Six months later, those ideas have moved from concept to implementation.
The winning solution, a prototype app that rescues surplus produce from farms and redirects it to food-insecure families, is being implemented with FoodForward SA.
The partnership has unlocked five tonnes of surplus food daily and significantly reduced produce costs for Add Hope’s beneficiary organisations.
A total of 10 new corporate partners have teamed up with Add Hope, and the programme has been integrated into digital delivery platforms.
Ongoing engagement with the Department of Social Development is exploring a national hunger heat map to better target interventions.
“Child hunger cannot be solved by one brand alone,” says Nel.
“By opening up the Add Hope system, we’ve shown that transparency and collaboration can unlock innovation, efficiency and scale.”
The context is urgent. Recent research reveals South Africa’s hunger crisis is deepening:
“These aren’t just statistics,” says Nel.

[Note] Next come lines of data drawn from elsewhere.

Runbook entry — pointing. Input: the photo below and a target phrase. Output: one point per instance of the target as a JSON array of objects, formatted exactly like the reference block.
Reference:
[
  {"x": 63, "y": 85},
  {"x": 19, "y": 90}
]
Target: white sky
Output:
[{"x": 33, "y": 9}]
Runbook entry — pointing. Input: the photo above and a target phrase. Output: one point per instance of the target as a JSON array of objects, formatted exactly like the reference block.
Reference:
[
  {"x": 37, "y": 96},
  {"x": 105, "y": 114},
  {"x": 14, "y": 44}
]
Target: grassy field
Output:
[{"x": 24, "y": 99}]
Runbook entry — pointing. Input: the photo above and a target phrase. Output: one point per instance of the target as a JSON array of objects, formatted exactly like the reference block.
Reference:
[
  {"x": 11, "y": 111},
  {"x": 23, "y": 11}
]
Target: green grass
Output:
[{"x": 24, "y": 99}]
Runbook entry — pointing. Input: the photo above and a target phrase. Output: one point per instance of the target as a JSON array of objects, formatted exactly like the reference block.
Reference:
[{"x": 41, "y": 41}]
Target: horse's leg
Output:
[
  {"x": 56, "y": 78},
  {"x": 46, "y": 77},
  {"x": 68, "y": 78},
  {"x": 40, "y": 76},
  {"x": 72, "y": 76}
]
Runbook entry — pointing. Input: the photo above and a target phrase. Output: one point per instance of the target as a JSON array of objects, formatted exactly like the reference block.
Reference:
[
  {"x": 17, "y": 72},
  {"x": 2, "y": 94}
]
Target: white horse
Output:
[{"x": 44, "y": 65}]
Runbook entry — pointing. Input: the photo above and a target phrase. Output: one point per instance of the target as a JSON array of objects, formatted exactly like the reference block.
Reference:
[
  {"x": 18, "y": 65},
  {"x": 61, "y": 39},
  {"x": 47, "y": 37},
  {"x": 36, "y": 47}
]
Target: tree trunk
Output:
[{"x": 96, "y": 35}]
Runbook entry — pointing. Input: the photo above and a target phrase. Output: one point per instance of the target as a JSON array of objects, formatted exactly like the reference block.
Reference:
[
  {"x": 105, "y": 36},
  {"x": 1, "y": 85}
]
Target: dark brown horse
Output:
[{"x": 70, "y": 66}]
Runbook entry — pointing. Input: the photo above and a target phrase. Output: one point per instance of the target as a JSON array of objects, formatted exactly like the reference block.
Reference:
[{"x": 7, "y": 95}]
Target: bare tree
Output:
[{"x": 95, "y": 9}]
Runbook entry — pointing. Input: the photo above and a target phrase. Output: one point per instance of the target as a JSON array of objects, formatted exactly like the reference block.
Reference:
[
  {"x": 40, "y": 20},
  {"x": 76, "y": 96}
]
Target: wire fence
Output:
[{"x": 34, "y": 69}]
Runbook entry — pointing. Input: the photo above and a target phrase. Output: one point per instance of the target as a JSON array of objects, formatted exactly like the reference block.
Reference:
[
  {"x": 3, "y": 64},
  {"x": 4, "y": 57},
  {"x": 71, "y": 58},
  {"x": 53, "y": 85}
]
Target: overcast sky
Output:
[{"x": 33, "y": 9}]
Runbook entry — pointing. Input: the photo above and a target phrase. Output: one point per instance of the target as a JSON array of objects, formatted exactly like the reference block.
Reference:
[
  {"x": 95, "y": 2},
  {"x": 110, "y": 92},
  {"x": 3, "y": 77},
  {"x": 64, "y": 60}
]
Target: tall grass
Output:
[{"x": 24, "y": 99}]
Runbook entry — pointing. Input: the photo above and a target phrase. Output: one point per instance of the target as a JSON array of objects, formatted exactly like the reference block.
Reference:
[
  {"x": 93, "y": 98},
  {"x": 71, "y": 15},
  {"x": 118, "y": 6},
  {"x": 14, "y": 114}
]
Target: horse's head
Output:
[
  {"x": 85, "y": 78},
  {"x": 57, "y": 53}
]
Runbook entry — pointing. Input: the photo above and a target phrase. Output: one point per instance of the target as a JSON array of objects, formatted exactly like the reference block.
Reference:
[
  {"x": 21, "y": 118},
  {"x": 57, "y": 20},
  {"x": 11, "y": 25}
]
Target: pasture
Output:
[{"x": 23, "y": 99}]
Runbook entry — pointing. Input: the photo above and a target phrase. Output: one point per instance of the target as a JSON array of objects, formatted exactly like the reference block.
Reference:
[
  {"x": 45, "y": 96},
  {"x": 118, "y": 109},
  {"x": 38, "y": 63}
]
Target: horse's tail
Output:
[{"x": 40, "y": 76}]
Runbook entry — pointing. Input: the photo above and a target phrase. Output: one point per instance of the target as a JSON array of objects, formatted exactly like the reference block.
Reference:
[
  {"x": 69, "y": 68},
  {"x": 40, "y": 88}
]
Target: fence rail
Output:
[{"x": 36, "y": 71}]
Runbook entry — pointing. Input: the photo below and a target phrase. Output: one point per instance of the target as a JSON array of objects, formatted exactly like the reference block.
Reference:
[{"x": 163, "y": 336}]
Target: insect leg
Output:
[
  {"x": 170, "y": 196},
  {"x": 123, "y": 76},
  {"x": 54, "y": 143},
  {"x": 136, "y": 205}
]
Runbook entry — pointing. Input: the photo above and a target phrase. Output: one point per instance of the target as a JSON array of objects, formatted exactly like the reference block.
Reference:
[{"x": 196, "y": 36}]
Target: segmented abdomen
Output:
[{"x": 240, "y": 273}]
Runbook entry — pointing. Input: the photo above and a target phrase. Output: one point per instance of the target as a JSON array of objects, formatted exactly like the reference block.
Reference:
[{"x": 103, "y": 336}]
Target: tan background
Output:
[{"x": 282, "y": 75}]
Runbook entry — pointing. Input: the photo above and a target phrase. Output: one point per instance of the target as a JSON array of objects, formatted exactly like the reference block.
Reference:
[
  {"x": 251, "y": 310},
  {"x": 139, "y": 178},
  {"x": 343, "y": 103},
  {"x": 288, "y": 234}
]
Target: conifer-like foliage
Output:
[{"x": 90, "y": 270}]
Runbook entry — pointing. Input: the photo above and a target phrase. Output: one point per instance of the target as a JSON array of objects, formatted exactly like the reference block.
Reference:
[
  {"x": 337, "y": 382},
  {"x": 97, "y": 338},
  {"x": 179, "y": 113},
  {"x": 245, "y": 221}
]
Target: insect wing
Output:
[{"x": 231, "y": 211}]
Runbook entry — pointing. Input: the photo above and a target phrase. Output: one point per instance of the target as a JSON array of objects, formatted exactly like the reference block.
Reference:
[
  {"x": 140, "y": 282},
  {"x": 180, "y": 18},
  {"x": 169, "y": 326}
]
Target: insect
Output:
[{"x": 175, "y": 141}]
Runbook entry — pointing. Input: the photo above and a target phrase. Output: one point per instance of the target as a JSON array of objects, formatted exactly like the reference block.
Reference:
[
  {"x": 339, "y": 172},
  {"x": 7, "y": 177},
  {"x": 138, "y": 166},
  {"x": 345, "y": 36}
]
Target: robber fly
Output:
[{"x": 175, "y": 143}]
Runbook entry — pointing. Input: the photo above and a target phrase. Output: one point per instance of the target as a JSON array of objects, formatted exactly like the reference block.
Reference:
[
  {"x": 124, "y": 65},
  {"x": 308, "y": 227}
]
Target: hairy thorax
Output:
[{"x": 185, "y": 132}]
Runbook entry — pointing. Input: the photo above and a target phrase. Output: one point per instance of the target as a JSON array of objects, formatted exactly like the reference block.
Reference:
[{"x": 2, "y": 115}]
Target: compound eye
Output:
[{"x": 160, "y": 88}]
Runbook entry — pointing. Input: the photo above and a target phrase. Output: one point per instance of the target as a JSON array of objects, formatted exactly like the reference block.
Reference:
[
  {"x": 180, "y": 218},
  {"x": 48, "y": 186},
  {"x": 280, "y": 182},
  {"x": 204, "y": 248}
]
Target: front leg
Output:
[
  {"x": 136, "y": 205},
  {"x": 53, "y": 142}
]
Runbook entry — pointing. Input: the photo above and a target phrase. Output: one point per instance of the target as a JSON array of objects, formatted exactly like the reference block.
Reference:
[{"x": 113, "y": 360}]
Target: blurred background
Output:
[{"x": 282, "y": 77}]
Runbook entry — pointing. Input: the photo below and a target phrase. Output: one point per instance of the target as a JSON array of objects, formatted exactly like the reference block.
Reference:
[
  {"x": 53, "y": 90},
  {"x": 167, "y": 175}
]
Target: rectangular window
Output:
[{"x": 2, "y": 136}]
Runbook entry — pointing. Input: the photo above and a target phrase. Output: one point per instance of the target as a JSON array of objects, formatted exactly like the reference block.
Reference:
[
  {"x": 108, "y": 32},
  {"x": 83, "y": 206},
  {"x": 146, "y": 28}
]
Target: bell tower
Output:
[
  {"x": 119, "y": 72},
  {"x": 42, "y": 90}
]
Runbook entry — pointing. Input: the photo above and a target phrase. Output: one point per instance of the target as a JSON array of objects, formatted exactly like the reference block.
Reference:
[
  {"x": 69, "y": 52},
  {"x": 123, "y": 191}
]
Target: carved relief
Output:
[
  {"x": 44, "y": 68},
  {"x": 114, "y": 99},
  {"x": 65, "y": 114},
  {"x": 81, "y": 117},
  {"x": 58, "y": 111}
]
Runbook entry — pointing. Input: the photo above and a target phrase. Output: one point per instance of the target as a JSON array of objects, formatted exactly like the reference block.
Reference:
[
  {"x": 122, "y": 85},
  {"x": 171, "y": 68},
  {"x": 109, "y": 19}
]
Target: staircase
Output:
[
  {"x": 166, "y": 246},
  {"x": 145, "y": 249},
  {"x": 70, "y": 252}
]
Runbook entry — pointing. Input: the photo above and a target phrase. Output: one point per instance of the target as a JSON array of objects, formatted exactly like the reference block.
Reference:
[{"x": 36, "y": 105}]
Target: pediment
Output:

“They’re communities trapped in cycles of poverty. Families are making impossible choices about how to spend the little they have. Children who can’t concentrate in school.”
Add Hope has operated for 17 years, building one of South Africa’s most effective child-feeding systems through customers’ R2 donations, KFC contributions, NGO partners and over 3,000 feeding centres nationwide.
But the challenge is too large for any single organisation.
By releasing the Add Hope blueprint, KFC shifted the conversation from charity to shared infrastructure: a transparent platform that partners, innovators and stakeholders can help improve and scale.
This approach directly supports South Africa’s national priority to end child stunting by 2030, a commitment highlighted by President Cyril Ramaphosa in his 2026 State of the Nation Address.
As child stunting rises and food insecurity deepens, Add Hope’s open, collaborative model shows how brands, partners and communities can help turn that national goal into practical, scalable action.
“The Biggest Hunger Hack proved that when you trust young people with real problems and give them real systems to work with, they deliver real solutions,” says Nel.
“The impact our new partnerships have had in just seven months is beyond our wildest dreams, and this is just the start.”
“We are showing in real time how much more can be achieved when motivated individuals and organisations doing great work combine their efforts.”